La collezione dei “Mamucce”, così sono chiamate le statuine è rimasta più o meno invariata nel corso degli anni, tranne quelli sostituiti per via di rottura o integrati in virtù dell’arricchimento delle scene dettate dalla fantasia e dalla ricostruzione storica dell’avvento della festività più importante della cristianità. Nel giro di una settimana, rinnovando il verde con il muschio (qui detto ‘lippo’) e la ambientazione della grotta e delle case, l’illuminazione con una montagna di luci a led, Matteo è riuscito a rimettere in mostra uno dei Presepi più belli della cittadina.

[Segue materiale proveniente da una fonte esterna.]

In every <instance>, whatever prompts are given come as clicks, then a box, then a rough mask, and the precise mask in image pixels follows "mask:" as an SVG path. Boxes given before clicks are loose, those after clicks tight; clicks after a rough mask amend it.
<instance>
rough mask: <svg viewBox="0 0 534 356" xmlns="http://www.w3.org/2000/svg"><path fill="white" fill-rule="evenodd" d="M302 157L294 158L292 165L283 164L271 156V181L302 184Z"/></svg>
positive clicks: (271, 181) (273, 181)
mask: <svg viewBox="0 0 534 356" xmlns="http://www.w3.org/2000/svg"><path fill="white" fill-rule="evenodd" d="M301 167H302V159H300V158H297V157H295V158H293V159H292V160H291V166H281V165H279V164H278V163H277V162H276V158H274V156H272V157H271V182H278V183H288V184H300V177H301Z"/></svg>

Il suo attivismo sul tema è noto in tutto il paese, perché per moltissimi anni, quando era ancora in servizio come bidello alla locale scuola Media, era lui l’architetto e il motore del Presepe scolastico, così come lo era in quello fatto in casa. Anche questo volta, preso dalla proverbiale onda dei ricordi dell’infanzia e mettendoci  il medesimo impegno, ha ricostruito il suo presepe pari pari a quello degli anni scorsi(vedi foto). Presepe, che sta attirando visitatori da ogni parte, a cominciare dal suo caro cugino Tonino, di qualche anno meno di lui.

Quale è la molla che ti ha spinto a farlo?“Non solo il ricordo dell’infanzia, ma la voglia di stupire le persone che mi circondano”. Insomma è un modo come un altro per sentirsi vivo e sconfiggere con il suo attivismo la brutta bestia che è la noia e la solitudine in genere che di questi tempi si fanno assai sentire in un piccolo centro abitato, come Rignano.